Ma quali sono le conseguenze della carenza di depurazione e di un sistema fognario adeguato? «La mancata depurazione – ha spiegato Giorgio Zampetti – può causare un inquinamento delle acque di tipo microbiologico che a seconda della destinazione dello scarico può contaminare i corsi d’acqua o il mare (nel caso gli scarichi ci finiscano direttamente). Per quanto riguarda il mare, oltre ai problemi di natura ambientale, si creano rischi per la salute dei bagnanti soprattutto nella stagione estiva. Con la campagna Goletta Verde, Legambiente denuncia da tanti anni il problema della depurazione in Italia. I nostri monitoraggi evidenziano come questo problema si ripercuota in particolare sulla qualità delle acque del mare. Anche quest’anno abbiamo trovato oltre 130 punti critici lungo tutta la Penisola (in media uno ogni 57 km di costa). Questo dimostra che sono molti gli scarichi non depurati che finiscono direttamente in mare. Per quanto riguarda la rete fognaria – ha proseguito Giorgio Zampetti – ci sono due problematiche. In caso di totale mancanza di rete fognaria i reflui si disperdono nel suolo e nel sottosuolo rischiando di compromettere anche le falde. Inoltre, dove ci sono reti fognarie capita che queste siano inadeguate: in alcuni casi portano insieme sia i reflui civili sia le acque di piogge. Così facendo quando piove abbondantemente si creano problemi sia nel funzionamento dei depuratori sia nella stessa gestione delle acque in città».
Secondo il responsabile scientifico di Legambiente fino ad oggi si è data molta importanza al prelievo dell’acqua potabile e alla distribuzione lasciando ai margini la depurazione che è rimasta così trascurata: «In alcuni casi la mancanza di interventi è dovuta al fatto che non sono state date adeguate risorse al settore. In altri, invece, nonostante ci fossero le risorse non si sono fatti i dovuti investimenti. In Calabria, per esempio, negli ultimi anni sono stati dati oltre 700 milioni di euro per la depurazione ma ad oggi gli interventi sono praticamente fermi».

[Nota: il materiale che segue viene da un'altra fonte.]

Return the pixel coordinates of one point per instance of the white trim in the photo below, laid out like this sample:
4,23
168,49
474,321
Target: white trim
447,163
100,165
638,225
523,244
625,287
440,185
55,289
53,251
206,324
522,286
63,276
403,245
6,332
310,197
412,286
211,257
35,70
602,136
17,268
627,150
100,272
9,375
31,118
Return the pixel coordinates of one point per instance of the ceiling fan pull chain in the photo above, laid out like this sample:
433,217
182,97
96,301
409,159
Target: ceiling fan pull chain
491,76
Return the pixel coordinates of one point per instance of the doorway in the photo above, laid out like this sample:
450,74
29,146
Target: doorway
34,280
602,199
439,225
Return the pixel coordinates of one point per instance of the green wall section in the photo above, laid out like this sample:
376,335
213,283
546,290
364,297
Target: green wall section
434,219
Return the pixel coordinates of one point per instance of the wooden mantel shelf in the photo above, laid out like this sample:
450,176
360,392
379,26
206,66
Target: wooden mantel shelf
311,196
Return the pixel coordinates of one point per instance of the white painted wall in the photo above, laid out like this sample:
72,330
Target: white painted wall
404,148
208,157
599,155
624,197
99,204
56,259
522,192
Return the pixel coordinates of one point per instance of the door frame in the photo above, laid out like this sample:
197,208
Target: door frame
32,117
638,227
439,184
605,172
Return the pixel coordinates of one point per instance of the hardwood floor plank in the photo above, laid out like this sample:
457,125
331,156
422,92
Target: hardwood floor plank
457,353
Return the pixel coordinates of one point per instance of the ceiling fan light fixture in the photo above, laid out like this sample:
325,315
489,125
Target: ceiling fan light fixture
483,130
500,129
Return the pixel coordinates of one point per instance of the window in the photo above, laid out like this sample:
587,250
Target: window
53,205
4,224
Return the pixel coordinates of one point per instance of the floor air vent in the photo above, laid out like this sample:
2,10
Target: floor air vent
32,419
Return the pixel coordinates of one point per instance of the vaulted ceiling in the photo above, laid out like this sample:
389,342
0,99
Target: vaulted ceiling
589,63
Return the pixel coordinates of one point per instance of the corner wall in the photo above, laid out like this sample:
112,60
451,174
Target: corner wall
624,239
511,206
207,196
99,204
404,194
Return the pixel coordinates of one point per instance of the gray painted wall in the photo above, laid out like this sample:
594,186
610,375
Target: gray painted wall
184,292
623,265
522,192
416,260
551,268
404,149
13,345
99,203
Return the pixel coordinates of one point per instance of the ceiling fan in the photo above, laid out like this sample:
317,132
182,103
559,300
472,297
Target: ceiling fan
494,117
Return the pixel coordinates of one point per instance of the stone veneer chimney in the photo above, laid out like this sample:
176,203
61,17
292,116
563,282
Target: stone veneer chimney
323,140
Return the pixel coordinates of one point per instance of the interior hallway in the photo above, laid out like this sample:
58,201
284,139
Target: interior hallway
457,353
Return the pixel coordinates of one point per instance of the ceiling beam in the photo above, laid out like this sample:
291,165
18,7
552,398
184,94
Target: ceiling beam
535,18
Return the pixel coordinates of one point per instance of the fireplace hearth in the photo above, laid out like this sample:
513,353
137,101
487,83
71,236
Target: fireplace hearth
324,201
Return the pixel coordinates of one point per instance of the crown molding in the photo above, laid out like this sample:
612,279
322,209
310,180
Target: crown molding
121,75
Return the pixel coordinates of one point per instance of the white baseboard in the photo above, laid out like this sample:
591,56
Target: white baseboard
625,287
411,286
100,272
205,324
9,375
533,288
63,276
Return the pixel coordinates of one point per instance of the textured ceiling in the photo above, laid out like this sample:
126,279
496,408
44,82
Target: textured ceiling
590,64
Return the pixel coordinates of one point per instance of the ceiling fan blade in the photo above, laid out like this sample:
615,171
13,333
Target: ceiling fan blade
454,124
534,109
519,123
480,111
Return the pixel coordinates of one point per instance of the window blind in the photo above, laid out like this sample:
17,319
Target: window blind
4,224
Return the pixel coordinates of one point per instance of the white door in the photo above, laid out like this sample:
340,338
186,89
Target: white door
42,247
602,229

Tuttavia a livello nazionale qualcosa si muove. Nel 2012 attraverso una delibera CIPE sono stati stanziati dei fondi per mettere in campo gli interventi necessari nei Comuni oggetto di infrazione. Negli ultimi mesi, inoltre, si sono svolti diversi incontri organizzati da Federutility e dal Ministero dell’Ambiente per affrontare il tema della depurazione. A smuovere le acque hanno contribuito anche le sollecitazioni europee. «La condanna dell’Unione Europea e la procedura di infrazione hanno portato ad un ulteriore stanziamento di fondi che siamo obbligati ad utilizzare entro la fine del 2013. E ad utilizzarli bene – ha sottolineato Giorgio Zampetti – l‘Unione Europea ha infatti attivato un controllo sulla realizzazione degli interventi. Anche il Ministero dell’Ambiente si è attivato e sta monitorando affinché tutti gli interventi vengano fatti. La pressione europea potrebbe quindi portare ad una soluzione di molte questioni che sono rimaste irrisolte. Aggiungo purtroppo – ha concluso il responsabile scientifico di Legambiente – perché invece di risolverla con gli strumenti ordinari ancora una volta abbiamo dovuto aspettare la pressione dell’Unione Europea».